Saudi Arabia has launched multiple initiatives to enhance travel opportunities between the two countries including offering a 96-hour free stop-over visa to Indian citizens. However, only travellers flying via Saudi Airlines or Flynas, a private low-cost Saudi airline, can avail of this offer. Currently, there are 10 VFS (Visa Facilitation Services) offices in 9 Indian cities with plans to expand further in the future.

Moreover, travellers with US, UK, or Schengen visas qualify for an e-visa or visa on arrival, simplifying travel processes. With intentions to expand further in the future year, there are currently 10 VFS locations in India that offer simplified visa access.

Saudi is also seeing a pickup in bookings from other markets such as Malaysia, China, Russia, and a few others as well. “China was closed for two years so the outbound recovery is very slow but I believe we are getting disproportionate recovery in Saudi more than any other region in the world,” says Aldabbagh.

Luxury with a twist of sustainability

“We are redefining luxury in Saudi Arabia. Luxury is not just about expensive hotels, rather it’s about having authentic experiences, and exclusivity and now it has become about sustainable tourism as well,” says Aldabbagh.

More than ever before, even affluent consumers and travellers are connecting sustainability with the values of luxury. All new giga projects of the kingdom are taking this into account as part of their core design, development and operational value.

Not only is the Neom economic zone being built as a zero-carbon smart city that will run on renewable energy, but the Red Sea project goes a step beyond sustainability. It focuses on regenerative tourism.
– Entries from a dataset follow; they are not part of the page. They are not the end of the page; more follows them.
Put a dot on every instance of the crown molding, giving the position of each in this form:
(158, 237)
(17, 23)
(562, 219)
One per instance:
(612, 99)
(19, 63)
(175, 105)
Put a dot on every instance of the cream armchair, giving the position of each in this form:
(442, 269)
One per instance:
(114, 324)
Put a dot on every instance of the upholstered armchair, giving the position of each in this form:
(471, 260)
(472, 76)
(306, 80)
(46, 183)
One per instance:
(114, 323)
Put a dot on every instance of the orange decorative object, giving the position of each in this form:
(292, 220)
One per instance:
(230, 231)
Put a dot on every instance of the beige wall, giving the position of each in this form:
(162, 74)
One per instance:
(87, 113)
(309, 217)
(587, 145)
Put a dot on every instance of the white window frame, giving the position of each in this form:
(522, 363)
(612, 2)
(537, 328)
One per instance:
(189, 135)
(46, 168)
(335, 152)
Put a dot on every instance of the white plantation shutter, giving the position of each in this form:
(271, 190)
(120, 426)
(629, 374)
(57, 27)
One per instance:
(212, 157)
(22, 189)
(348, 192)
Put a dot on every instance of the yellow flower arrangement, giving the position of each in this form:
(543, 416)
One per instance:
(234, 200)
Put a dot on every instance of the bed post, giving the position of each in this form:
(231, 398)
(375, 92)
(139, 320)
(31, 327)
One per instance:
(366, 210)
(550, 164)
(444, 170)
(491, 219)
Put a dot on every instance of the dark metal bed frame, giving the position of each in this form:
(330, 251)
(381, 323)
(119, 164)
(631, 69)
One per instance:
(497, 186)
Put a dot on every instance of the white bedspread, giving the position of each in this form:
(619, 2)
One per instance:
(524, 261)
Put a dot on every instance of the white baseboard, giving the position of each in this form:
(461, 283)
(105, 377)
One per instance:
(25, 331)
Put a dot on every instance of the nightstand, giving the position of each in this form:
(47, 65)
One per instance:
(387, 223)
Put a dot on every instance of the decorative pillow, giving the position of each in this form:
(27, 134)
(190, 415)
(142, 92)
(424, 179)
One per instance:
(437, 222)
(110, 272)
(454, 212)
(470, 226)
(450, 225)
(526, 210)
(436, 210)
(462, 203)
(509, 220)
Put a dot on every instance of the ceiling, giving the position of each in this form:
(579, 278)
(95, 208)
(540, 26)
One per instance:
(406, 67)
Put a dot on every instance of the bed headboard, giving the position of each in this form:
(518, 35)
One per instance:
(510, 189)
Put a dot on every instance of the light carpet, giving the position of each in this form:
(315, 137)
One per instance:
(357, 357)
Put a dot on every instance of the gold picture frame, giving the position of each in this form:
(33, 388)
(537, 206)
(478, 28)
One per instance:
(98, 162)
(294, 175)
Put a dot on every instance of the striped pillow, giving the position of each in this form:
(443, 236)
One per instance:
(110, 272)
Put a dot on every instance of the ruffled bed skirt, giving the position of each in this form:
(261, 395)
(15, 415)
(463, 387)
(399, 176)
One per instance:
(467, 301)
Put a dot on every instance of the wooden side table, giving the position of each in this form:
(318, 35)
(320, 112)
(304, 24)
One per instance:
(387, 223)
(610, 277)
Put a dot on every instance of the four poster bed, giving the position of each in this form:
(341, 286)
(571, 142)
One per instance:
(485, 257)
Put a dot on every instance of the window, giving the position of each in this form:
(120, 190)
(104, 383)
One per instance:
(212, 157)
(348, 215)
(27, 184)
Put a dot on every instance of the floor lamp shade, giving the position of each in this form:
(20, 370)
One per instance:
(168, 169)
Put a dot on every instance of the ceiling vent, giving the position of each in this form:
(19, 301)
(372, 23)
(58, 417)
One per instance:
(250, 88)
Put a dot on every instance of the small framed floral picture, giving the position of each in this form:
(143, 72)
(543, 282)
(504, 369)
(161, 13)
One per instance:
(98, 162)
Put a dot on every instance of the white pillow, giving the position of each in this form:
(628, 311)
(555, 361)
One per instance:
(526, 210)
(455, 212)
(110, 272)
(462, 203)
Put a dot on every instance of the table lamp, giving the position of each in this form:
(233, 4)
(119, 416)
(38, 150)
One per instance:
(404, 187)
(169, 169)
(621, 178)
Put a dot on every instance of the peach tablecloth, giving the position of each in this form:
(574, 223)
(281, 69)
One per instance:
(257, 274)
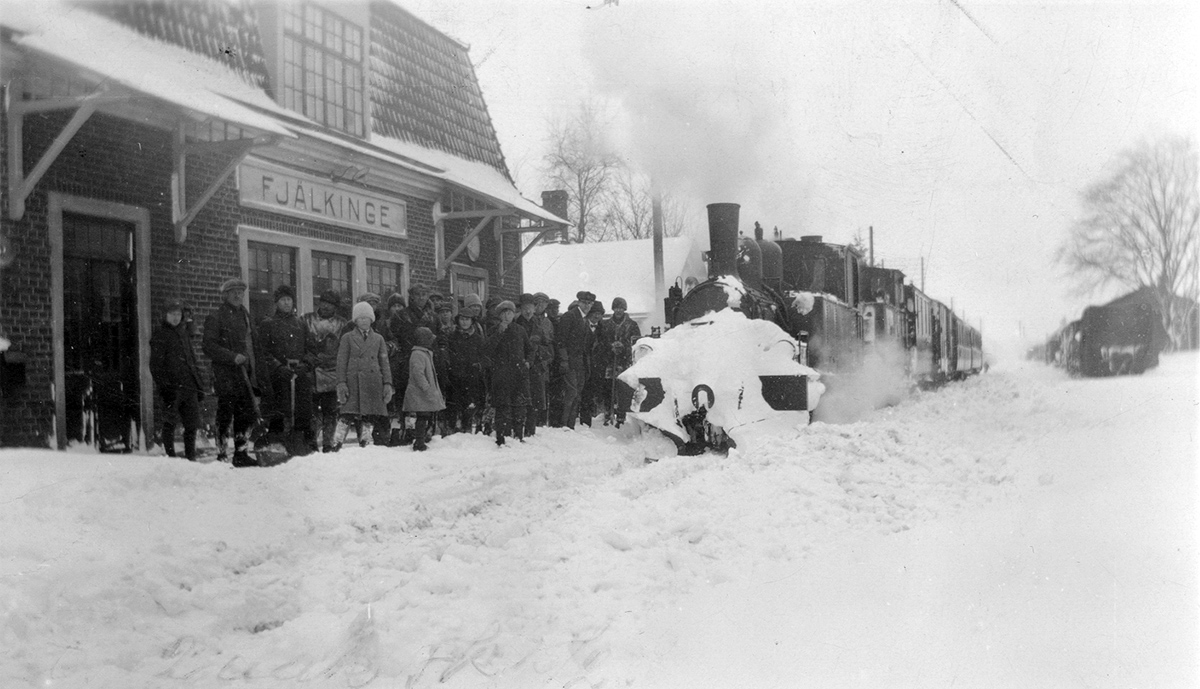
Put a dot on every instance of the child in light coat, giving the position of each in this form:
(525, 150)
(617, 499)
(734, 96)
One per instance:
(424, 394)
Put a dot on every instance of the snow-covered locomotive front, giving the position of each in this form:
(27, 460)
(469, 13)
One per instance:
(727, 366)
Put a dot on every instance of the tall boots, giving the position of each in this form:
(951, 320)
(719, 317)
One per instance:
(241, 451)
(366, 429)
(190, 444)
(423, 421)
(168, 442)
(168, 438)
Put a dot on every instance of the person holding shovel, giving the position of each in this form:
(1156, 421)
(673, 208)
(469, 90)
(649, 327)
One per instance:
(288, 355)
(231, 342)
(364, 377)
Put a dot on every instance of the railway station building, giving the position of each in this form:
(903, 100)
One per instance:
(154, 150)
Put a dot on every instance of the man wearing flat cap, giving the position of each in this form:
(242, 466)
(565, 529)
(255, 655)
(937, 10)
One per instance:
(543, 351)
(325, 329)
(231, 342)
(574, 341)
(177, 377)
(288, 357)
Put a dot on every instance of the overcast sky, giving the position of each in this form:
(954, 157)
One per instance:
(961, 131)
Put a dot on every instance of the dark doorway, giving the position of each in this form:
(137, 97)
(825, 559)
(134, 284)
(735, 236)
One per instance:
(100, 331)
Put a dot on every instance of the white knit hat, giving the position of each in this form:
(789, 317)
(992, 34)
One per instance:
(363, 310)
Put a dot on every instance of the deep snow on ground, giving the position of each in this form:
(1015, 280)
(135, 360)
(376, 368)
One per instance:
(1017, 529)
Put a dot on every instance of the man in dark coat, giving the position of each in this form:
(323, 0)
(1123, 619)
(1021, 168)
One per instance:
(510, 354)
(402, 327)
(613, 352)
(574, 341)
(288, 358)
(325, 331)
(231, 342)
(543, 352)
(177, 377)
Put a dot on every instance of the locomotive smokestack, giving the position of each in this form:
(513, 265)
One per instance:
(723, 239)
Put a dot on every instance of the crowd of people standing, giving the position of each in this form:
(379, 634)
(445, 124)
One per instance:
(396, 372)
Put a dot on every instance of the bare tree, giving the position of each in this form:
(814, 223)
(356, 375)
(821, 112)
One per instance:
(582, 162)
(629, 205)
(1140, 229)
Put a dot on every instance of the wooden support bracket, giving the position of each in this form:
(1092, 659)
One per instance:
(541, 235)
(184, 214)
(484, 216)
(21, 185)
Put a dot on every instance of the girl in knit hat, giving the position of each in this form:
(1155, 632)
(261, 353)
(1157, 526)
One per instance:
(511, 354)
(423, 397)
(364, 377)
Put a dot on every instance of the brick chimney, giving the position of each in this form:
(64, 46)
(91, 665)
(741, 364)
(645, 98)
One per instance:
(556, 202)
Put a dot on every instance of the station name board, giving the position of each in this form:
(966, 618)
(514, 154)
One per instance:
(281, 190)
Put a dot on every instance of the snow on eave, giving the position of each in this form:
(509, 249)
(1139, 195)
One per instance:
(117, 54)
(472, 175)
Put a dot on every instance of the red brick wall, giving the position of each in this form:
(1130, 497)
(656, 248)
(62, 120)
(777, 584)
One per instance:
(126, 162)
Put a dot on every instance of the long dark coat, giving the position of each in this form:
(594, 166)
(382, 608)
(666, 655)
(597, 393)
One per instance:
(327, 339)
(173, 360)
(609, 359)
(510, 354)
(575, 340)
(363, 366)
(228, 333)
(424, 393)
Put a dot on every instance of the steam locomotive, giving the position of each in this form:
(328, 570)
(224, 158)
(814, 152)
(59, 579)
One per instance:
(834, 316)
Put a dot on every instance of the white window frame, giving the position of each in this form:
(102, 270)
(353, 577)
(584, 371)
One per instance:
(456, 269)
(305, 246)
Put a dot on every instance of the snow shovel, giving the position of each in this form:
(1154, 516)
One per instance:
(295, 442)
(267, 453)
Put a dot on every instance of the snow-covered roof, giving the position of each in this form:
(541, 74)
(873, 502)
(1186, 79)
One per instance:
(424, 89)
(475, 177)
(162, 51)
(120, 57)
(611, 269)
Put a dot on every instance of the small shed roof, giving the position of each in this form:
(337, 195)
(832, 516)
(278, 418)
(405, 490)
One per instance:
(118, 55)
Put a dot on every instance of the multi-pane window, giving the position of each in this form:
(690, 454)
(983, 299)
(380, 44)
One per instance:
(465, 285)
(384, 277)
(331, 271)
(323, 67)
(269, 267)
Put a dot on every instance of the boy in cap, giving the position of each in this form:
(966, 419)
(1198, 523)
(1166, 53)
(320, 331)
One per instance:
(466, 393)
(231, 342)
(593, 382)
(539, 365)
(288, 355)
(177, 377)
(575, 340)
(613, 352)
(325, 329)
(364, 378)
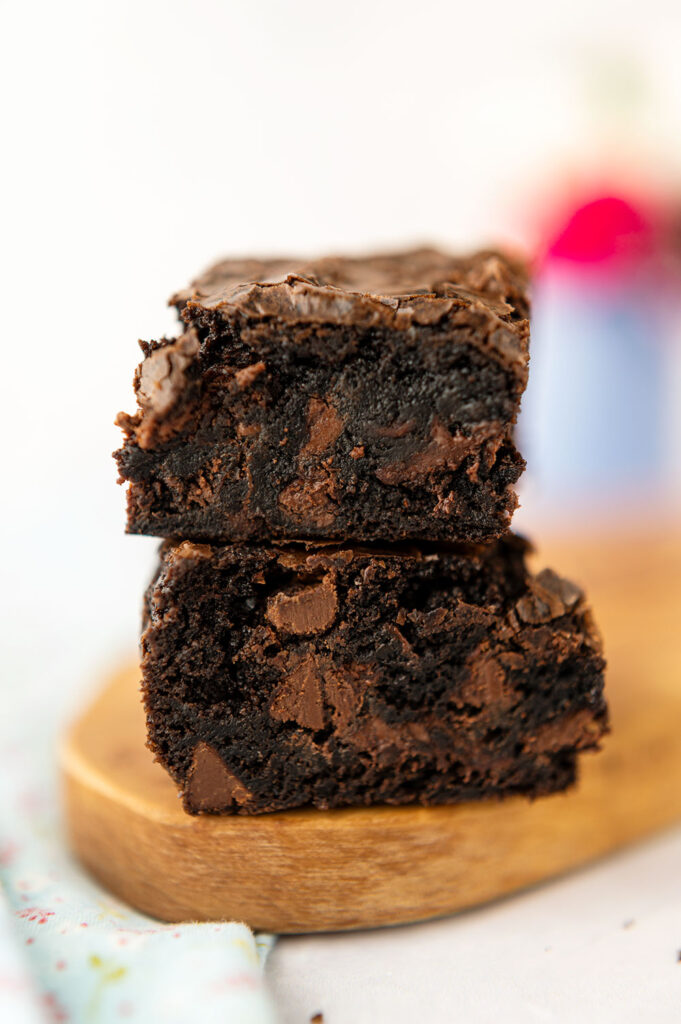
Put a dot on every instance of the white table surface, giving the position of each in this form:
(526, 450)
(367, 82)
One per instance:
(600, 945)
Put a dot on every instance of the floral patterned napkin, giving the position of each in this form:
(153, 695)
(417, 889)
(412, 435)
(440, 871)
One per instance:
(71, 952)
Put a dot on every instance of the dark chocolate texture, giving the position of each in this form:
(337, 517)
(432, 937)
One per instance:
(345, 398)
(284, 677)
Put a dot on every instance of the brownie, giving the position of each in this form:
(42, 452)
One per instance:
(369, 398)
(283, 677)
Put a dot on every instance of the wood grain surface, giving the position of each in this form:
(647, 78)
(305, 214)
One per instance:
(312, 870)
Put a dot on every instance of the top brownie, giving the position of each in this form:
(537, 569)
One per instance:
(343, 398)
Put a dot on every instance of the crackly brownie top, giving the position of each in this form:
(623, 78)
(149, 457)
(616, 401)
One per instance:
(415, 287)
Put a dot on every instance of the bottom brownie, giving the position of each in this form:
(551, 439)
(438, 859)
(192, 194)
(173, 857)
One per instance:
(287, 677)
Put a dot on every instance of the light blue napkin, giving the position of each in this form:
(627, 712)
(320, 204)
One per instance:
(69, 951)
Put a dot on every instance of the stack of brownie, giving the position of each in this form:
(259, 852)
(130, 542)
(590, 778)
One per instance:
(340, 614)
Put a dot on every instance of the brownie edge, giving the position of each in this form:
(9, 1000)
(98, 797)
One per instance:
(282, 677)
(369, 398)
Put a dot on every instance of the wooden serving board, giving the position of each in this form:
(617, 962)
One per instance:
(313, 870)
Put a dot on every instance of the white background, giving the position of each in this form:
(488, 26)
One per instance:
(142, 139)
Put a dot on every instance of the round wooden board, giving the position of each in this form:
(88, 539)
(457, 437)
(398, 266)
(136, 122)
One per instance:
(312, 870)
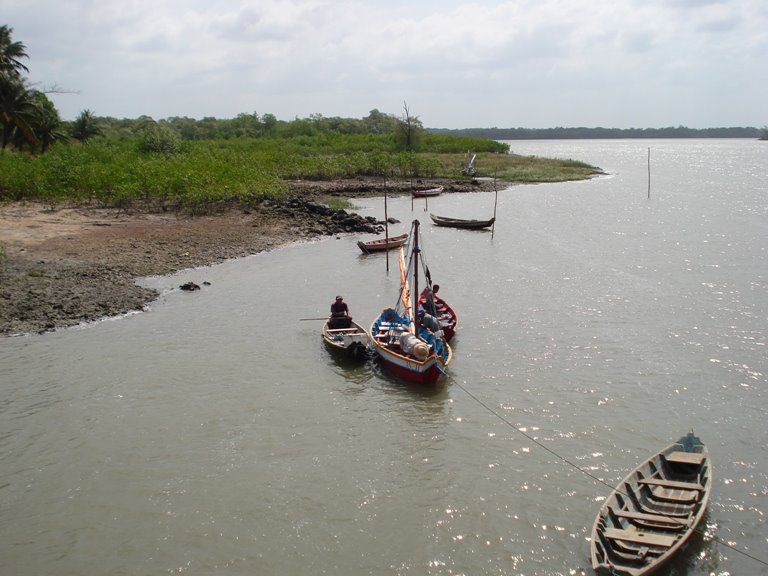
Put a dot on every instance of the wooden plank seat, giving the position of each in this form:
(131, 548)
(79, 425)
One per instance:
(671, 484)
(645, 538)
(661, 519)
(679, 457)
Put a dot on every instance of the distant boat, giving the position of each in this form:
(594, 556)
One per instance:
(382, 244)
(459, 223)
(427, 193)
(653, 511)
(404, 345)
(351, 342)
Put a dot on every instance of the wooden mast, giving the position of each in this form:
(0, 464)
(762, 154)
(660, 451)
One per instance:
(415, 294)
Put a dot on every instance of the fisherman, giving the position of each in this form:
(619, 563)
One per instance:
(428, 321)
(340, 317)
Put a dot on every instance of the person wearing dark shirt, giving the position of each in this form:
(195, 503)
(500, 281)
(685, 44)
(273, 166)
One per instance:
(340, 317)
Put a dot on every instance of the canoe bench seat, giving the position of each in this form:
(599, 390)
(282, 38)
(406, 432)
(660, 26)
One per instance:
(655, 518)
(679, 457)
(637, 537)
(671, 484)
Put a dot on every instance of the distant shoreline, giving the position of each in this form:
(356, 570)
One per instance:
(604, 133)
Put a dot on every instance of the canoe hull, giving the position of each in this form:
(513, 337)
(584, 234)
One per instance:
(653, 511)
(352, 342)
(459, 223)
(382, 244)
(445, 314)
(385, 337)
(427, 193)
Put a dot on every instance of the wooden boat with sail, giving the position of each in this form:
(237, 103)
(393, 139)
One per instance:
(404, 345)
(653, 511)
(460, 223)
(440, 310)
(382, 244)
(427, 193)
(351, 342)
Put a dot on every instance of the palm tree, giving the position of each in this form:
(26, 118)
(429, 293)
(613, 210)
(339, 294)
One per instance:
(17, 109)
(11, 52)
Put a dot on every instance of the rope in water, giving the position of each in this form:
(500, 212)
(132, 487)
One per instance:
(580, 469)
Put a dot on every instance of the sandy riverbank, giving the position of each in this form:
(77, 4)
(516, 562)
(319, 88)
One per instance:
(68, 265)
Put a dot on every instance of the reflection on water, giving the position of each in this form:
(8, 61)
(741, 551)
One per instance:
(217, 434)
“This means they are giving back to the environment. For example, they are helping grow coral reefs and they are rewilding animals like turtles,” explains the president.

Ultimately, under the Saudi Green Initiative, the kingdom has set targets of 0% net carbon by 2060 across all sectors. “We are aware that to achieve the 2030 vision, we need to keep up with the development,” says Aldabbagh.